Freitag, 15. Januar 2021

Sadomaso

 

Es ist, o teure Lesehäschen, wieder einmal Zeit, sich einem bestimmenden Phänomenen unserer Zeit zu kümmern: der Doofheit, für die es einen neuen Lackmustest gibt. Wir verdanken ihn dem Impfexperten Dr. Kollaritsch, der uns nahegelegt hat, es, wenn uns die Impfung gegen Corona nicht passt, doch mit der Erkrankung zu versuchen. Wenn man daraufhin ins Grübeln gerät, steht wahrscheinlich kein Nobelpreis mehr ins Haus.

Keinen Nobelpreis, keinen Oscar und auch sonst keine Auszeichnung gab es (vermutlich mit Recht) für den Film 50 Shades of Grey, den euer Ergebener sich versagt hat, weil man sich, wenn man nur alle heiligen Zeiten ins Kino kommt, ja dann nicht unbedingt den größten verfügbaren Schmarren reinpfeifen muss. Es ist mir aber zu Ohren gekommen, dass den SM-Szenen zumindest der Buchvorlage, jenes herausragenden Stücks Twilight-Fanfiction, mangelnder Realismus vorgehalten wurde, weil dabei gerne Kabelbinder zum Einsatz kommen. Diese lassen sich, wie jeder Heimwerker weiß, mit einem Seitenschneider durchknipsen, aber nicht mehr lösen, es sei dann, man hat einen Geldscheißer und zahlt für die Fancy-Pantsy-Kabelbinder mit der kleinen Lasche. Lösbarkeit aber wäre wichtig, denn wenn du deinem Dom das safe word ins Ohr hauchst, willst du ja nicht, dass er erst lange überlegen muss, wo er neulich den Seitenschneider hinverräumt hat, und schon gar nicht, dass er das Werkzeug zwar findet, dich aber vor lauter Aufregung ein bisschen zwickt, weil ja nicht jeder Schmerz geil sein muss.

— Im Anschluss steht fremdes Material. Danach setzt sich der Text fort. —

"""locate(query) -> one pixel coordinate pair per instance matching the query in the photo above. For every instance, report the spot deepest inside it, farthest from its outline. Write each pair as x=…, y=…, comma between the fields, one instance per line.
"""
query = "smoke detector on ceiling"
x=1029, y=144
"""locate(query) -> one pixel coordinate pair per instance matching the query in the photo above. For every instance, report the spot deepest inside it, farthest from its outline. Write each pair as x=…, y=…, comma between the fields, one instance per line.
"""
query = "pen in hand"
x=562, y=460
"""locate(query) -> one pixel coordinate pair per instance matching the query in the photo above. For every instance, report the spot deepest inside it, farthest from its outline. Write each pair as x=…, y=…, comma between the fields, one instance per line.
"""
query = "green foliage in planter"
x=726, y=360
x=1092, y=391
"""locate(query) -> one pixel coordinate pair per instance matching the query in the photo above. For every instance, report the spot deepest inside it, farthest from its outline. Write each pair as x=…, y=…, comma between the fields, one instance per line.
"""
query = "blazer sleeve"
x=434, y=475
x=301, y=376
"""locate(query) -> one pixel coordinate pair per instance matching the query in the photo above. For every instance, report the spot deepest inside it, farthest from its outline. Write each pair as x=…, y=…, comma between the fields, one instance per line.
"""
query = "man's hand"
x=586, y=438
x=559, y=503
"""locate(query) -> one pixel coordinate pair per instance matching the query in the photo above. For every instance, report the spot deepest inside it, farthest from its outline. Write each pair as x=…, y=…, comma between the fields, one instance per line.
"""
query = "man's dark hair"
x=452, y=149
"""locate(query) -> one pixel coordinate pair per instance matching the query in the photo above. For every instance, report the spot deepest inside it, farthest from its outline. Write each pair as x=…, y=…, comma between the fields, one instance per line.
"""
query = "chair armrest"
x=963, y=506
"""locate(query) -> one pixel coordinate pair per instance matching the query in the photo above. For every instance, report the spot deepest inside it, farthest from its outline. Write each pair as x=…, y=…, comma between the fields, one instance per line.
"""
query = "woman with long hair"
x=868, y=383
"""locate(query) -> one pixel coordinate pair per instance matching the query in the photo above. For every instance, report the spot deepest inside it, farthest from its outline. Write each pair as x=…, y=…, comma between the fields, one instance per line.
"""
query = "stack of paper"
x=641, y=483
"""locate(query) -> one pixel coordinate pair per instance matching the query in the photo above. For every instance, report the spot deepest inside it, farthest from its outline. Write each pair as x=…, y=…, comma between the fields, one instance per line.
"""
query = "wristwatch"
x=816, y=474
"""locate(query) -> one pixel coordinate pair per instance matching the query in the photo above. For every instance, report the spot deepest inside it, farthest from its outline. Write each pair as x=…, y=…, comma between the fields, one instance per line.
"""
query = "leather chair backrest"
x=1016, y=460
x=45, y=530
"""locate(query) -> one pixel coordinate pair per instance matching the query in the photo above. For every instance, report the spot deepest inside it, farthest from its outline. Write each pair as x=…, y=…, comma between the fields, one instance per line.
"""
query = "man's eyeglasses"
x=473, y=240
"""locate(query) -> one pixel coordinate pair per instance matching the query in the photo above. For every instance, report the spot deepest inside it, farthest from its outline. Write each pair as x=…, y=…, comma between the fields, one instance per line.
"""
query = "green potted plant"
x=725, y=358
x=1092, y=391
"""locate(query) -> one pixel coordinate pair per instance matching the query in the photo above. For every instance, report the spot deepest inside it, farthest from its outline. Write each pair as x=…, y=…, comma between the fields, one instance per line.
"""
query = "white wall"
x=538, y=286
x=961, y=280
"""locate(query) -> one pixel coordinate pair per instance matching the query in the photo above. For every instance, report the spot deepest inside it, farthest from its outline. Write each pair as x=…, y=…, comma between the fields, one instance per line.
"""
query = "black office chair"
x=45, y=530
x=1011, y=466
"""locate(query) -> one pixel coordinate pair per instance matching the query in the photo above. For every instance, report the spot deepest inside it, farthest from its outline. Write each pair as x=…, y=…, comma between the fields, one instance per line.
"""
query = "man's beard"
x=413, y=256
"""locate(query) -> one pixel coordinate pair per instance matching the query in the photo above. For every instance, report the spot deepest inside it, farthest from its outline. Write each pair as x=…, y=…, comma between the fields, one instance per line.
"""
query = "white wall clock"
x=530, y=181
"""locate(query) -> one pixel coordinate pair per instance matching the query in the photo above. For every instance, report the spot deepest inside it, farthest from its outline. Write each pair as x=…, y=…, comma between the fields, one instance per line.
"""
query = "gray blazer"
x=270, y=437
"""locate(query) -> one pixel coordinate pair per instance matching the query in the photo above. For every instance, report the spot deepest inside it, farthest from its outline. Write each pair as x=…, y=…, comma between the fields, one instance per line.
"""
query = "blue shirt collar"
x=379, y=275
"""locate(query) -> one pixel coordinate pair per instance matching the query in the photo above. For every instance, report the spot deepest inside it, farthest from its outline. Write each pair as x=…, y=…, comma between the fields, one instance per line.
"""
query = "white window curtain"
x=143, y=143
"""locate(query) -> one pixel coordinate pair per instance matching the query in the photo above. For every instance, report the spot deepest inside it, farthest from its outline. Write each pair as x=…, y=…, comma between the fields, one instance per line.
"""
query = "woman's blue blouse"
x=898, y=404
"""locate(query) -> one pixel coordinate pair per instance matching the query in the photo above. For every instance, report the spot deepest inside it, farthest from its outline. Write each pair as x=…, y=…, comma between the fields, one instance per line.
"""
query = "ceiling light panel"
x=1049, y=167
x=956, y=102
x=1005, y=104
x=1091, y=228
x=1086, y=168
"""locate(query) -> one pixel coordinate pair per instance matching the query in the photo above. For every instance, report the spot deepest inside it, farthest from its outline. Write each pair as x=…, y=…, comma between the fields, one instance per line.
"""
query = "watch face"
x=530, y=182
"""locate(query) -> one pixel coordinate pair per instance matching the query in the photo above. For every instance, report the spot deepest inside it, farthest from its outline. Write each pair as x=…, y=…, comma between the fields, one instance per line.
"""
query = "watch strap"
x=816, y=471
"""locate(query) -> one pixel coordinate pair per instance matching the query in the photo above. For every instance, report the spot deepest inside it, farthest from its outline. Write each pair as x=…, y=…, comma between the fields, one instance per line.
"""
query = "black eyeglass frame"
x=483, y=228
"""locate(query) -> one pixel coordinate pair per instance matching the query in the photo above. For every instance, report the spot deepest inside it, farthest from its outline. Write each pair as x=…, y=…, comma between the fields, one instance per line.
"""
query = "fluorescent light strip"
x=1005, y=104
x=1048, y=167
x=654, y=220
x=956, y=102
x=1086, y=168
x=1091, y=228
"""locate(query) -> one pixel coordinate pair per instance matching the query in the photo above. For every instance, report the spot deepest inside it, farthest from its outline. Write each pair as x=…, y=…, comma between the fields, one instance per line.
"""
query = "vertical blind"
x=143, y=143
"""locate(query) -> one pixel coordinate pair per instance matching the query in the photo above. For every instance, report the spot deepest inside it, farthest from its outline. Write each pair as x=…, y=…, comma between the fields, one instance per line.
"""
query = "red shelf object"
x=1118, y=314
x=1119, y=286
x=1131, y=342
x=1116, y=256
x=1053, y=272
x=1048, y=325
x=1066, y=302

Womit wir beim Thema sind, nämlich bei jenem Foto von der Erstürmung des Kapitols, das einen Maskierten im Kampfanzug mit einem Bündel großer Kabelbinder in der Hand zeigt. Seltsamerweise wurde dieser Kerl medial gern mit jenen Schießbudenfiguren in einen Topf geworfen, die Selfies vor großen Schreibtischen machten oder ihren Faschingspelz ins Zentrum der Macht äußerln führten – Tenor: „Hihi, der Verwirrte wollte die USA mit Billigzubehör aus der Elektroabteilung erobern.“

Das war, fürchte ich, ein bissi doof. Denn erstens sollten sich beim Anblick eines Maskierten im Kampfanzug von Haus aus mehr Augenbrauen besorgt nach oben bewegen als beim Anblick eines Wurzelsepps mit Asterixhelm.

Und zweitens könnte es ja sein, dass der Herr die Kabelbinder nicht einfach so spazierentrug, sondern, weil er damit etwas vorhatte. Wäre ich ein Amtsinhaber, dessen Sitz gerade von einem solchen Kabelbinderspazierentrager gestürmt wird, dann würde ich eventuell eins und eins zusammenzählen und mir die eine oder andere Sorge darüber machen, was der genaue Zweck dieser Kabelbinder war.

Womit wir wieder bei 50 Shades of Schamesröte (danke, Nina!) sind. Denn es hat seinen guten Grund, dass in SM-Beziehungen Kabelbinder keine Rolle spielen sollen, während der Herr im Kapitol sehr wohl Verwendung für die seinen zu finden hoffte. Der Grund ist einfach: Bei einem Putsch gibt es kein safe word.  Soviel zur Lächerlichkeit des fraglichen Maskierten. Schönes Wochenende!